Yet another reminder to never set foot in the woods.
Screenshot: Famous First Films

Long before the release of 2015's The Witch put Robert Eggers on the map, the writer/director/production designer was making a different kind of witchy debut with his first short film, an adaptation of the Brother Grimm’s telling of Hansel and Gretel.

Released in 2007 (or 2006, if you trust a YouTube upload more than Wikipedia and IMDb), Eggers’ Hansel & Gretel seemed to have disappeared, like an errant breadcrumb trail, until it was posted on the internet yesterday by Famous First Films.

Eggers’ version of the fairytale is presented in black and white, with silent film title cards and plenty of skittering violins soundtracking the story. Early traces of the work he’d go on to make in the next decade show up, from the obvious, overt rural menace to the wordless dread that accompanies characters sinking deeper and deeper into terrible danger.


The introduction of the story’s witch is notably reminiscent of a nightmarish scene from The Witch, with Hansel & Gretel’s demonic figure also presented first through shadowy glimpses as she waits for victims in the muck of her forest home.

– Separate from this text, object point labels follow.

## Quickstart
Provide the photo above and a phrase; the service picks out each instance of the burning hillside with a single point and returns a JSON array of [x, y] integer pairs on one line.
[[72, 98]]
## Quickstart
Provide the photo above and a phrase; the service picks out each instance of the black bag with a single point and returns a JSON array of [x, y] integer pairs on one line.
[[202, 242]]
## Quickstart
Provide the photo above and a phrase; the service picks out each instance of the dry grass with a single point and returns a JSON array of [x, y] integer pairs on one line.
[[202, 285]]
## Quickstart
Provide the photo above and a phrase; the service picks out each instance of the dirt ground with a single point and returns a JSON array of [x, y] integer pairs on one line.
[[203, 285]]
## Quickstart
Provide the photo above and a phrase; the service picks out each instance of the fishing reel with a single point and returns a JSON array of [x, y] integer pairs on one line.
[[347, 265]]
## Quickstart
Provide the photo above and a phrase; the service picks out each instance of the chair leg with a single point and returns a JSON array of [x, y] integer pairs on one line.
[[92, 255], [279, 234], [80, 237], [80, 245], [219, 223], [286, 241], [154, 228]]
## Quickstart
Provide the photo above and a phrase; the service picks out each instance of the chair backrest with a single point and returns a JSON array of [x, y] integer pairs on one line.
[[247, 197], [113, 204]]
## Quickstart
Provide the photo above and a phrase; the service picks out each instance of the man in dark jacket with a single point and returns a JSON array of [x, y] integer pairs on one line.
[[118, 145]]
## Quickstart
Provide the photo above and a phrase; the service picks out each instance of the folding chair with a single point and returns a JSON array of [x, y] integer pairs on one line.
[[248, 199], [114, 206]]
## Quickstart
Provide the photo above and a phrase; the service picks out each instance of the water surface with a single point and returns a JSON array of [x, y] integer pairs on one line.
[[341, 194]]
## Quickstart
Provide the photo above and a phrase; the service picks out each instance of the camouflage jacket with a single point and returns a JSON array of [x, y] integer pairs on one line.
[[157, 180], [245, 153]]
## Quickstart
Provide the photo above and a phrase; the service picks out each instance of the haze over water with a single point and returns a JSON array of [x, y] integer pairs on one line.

Even without comparison to his full length movies, though, the short functions well as an unnerving retelling of the familiar fairytale, focusing agonizingly on the siblings’ terror, the eeriness of the witch’s isolated home and sudden transformation, and, of course, all that attempted child cannibalism.

As Bloody Disgusting notes, Eggers’ only other still-unreleased short film, an adaptation of Edgar Allan Poe’s The Tell-Tale Heart, has yet to surface online, though its creator said years ago that he plans to release it at some point.


In the meantime, viewers looking for more of Eggers’ shorts can check out 2013/2015’s Brothers and those seeking other, non-Poe tales of 19th century madness might want to give The Lighthouse a shot. Aside from that, Eggers’ The Northman is out in a few weeks and he’s apparently returning to that long-gestating Nosferatu adaptation, too.